9 Proven Tricks For Overcoming Anxiety And Fear

Back in the earlier days of evolution, humans were prey to giant hyenas, cave bears, and predatory kangaroos.

We’ve been able to outlast those guys, but evolutionary psychologists will tell you that we’re still on constant lookout for the thing that wants to eat us next.

The trouble is, the audience at your next presentation is not, in fact, a bunch of razor-toothed animals. They generally want to see you do well.

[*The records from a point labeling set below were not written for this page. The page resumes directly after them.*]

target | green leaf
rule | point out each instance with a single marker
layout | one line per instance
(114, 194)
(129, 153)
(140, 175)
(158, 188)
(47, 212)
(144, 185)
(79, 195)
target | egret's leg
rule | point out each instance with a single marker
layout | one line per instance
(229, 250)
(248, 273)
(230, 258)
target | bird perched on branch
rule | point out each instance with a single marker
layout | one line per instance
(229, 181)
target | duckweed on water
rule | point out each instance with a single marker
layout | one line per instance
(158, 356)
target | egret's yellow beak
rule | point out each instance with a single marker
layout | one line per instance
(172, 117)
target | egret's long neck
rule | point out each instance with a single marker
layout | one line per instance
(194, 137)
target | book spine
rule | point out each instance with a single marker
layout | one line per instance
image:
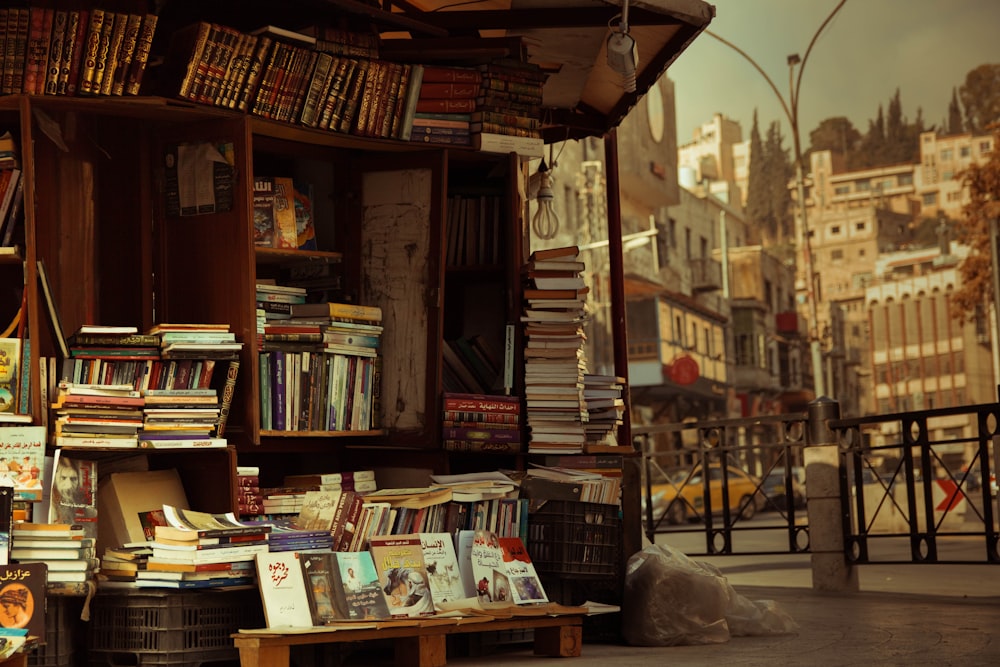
(58, 35)
(481, 446)
(91, 48)
(446, 105)
(143, 45)
(126, 53)
(20, 50)
(255, 70)
(108, 29)
(318, 85)
(117, 38)
(70, 75)
(36, 59)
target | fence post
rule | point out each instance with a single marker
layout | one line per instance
(830, 568)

Since being plagued by anxiety is a sure way to sabotage your own success, we’ve put together a collection of research-backed tips for overcoming your fears.

Kim Bhasin contributed research to this article.

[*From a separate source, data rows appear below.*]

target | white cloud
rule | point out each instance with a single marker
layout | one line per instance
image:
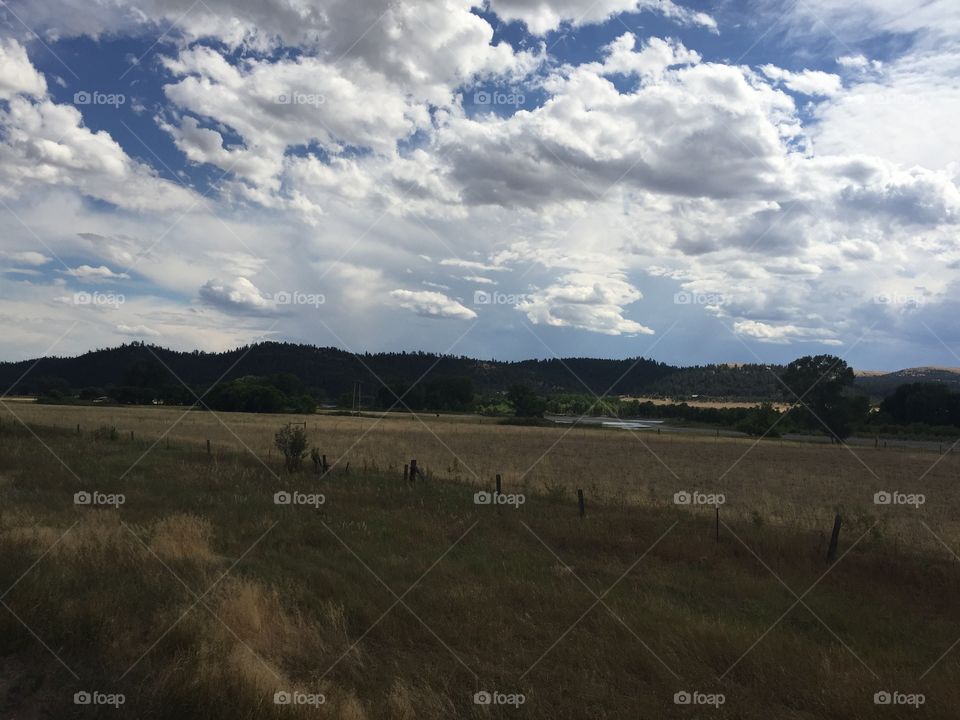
(806, 82)
(586, 302)
(432, 304)
(540, 16)
(238, 295)
(17, 74)
(136, 330)
(785, 334)
(102, 272)
(27, 257)
(42, 142)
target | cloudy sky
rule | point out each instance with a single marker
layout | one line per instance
(521, 178)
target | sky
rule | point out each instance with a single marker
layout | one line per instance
(690, 181)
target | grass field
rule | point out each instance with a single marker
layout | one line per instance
(199, 596)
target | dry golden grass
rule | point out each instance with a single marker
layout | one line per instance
(778, 482)
(311, 608)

Breathe deeply because it lets your nervous system know that it can chill out.

You've probably heard that breathing is a good call if you're stressed out.

But what's fascinating is the reason why it works so well.

'Deep diaphragmatic breathing is a powerful anxiety-reducing technique because it activates the body's relaxation response,' explains Psych Central editor Margarita Tartakovsky. 'It helps the body go from the fight-or-flight response of the sympathetic nervous system to the relaxed response of the parasympathetic nervous system.'

Slowly expose yourself to the things you're afraid of, so they're no longer unfamiliar to you.

If you're trying to get comfortable with negotiating, speaking in public, or other scary activities, psychologists often recommend exposure therapy.

Rehab Institute of Chicago neuroscientist Katherina Hauner has found that it can dramatically improve the way people relate to their fears.

'It is usually done in a series of hierarchical steps, starting with a relatively low level of engagement with the feared situation, and increasing the level with each step,' she told the Huffington Post.

'For exposure therapy with a dog phobia,' she says, 'we might start with just looking at a very small puppy from many feet away, and eventually work our way up to petting a very large dog.'

Recognise when you're succumbing to 'misplaced' anxiety, and let it go.

As Wharton research scholar Jeremy Yip has found, fear about one thing in your life has a way of spilling over into other parts of your life.

If you have car trouble on your way to work, there's a good chance that feeling of anxiety will carry over into your workday.

You might feel less confident about pitching your boss on a new project because when you ask yourself, 'How do I feel about this?' your general feelings of anxiety make you more risk-averse.

To deal with that, try and recognise where the fear is coming from. If you're worried because you need to make improvements, listen to that. If you're worried because your exhaust is making funny noises, don't.

Spend time with your friends -- social support reduces anxiety.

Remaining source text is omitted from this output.